Meantime, police forces are being cut. That’ll help.
*I made it up. Obviously a Tory MP and the Chief Whip wouldn’t be done by the courts for a crime that an ordinary pleb can go to jail for. It’s not as if Tory MPs regard themselves as subject to the same laws as everyone else.
Update, 19th December:
Well, some cats-paw of the Nasty Party had to bring it up, didn’t he? This is almost certainly (you never know, of course) a means of shifting the Overton Window further over on to demonising benefits claimants, just as Iain Duncan Smith’s proposal that if you claim benefit you are limited to two children was.

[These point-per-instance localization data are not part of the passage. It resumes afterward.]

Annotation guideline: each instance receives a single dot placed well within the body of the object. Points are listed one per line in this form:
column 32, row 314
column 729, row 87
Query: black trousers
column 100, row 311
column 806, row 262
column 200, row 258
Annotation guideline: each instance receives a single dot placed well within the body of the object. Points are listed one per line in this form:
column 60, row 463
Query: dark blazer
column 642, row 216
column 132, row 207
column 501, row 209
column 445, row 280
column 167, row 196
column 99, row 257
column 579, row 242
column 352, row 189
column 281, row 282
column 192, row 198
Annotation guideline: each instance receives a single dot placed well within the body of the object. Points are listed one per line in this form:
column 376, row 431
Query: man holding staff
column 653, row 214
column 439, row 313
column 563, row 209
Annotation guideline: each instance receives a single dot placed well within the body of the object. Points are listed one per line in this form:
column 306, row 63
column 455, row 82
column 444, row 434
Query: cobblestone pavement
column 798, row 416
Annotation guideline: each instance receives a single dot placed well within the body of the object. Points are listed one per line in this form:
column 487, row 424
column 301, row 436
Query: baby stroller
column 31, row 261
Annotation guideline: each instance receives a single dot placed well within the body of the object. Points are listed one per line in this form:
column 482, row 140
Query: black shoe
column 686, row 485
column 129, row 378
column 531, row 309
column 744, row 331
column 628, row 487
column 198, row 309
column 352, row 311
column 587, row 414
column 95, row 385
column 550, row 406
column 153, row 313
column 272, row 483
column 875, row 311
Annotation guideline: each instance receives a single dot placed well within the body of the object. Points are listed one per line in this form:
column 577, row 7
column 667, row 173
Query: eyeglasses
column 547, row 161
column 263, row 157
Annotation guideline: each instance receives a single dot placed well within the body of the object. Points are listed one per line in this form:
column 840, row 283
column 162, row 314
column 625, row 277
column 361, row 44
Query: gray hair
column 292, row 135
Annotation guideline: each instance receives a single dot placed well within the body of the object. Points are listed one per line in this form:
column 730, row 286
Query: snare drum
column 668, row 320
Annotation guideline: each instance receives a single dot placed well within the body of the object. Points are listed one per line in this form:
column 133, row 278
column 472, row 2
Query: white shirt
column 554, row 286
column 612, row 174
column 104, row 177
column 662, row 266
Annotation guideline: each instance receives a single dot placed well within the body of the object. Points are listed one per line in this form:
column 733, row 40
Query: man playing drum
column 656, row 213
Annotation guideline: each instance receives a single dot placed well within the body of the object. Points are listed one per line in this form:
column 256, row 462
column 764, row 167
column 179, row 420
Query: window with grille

Tory MP Alec Shelbrooke has used his ten minute speech on the proposal that, if you’re struggling on a low income, you and your children should suffer more:
“Furthermore, the Welfare Cash Card has the potential for more social good, not least assisting efforts to eradicate child poverty. Statistics show that over 1.26 million claimants have children. Prohibiting the purchases of NEDD items such as cigarettes and alcohol, leaves more money for priority purchases on children… To put this in monetary terms, the ONS measures that the average household spends £48 a month on cigarettes, alcohol and narcotics. Even if this Bill creates the slightest chance of raising these children out of poverty, reducing the chances of them going to school hungry or simply being subjected to secondary inhalation of smoke, then I would argue it is worth it.”
Interestingly, Alec Shelbrooke voted against the ban on smoking in public places. His objection to people on a low income being allowed to smoke evidently doesn’t extend to protecting pub and club employees from breathing in the secondary smoke of people wealthier than themselves.
Meanwhile, someone who actually wants to help:
Vic Goddard, whose secondary school in Harlow, Passmores Academy, is rated outstanding by Ofsted, told the Guardian that even children with a parent or parents in work were often struggling and having to choose between heating their homes, buying their children clothes or having enough food.
He said: “It’s not because the parents are bone idle. It’s not the stereotype of scrounging parents. These people are not happy their children are hungry, or aren’t warm enough. But they don’t know what to do about it because there’s no jobs.”
And forcing small businesses out of trade because benefits-claimants are only allowed to use their card at approved stores to buy approved goods isn’t going to help create any jobs, or lessen any hunger. But it’ll do nicely to shame and penalise the poor, and that’s the Conservative Party for you.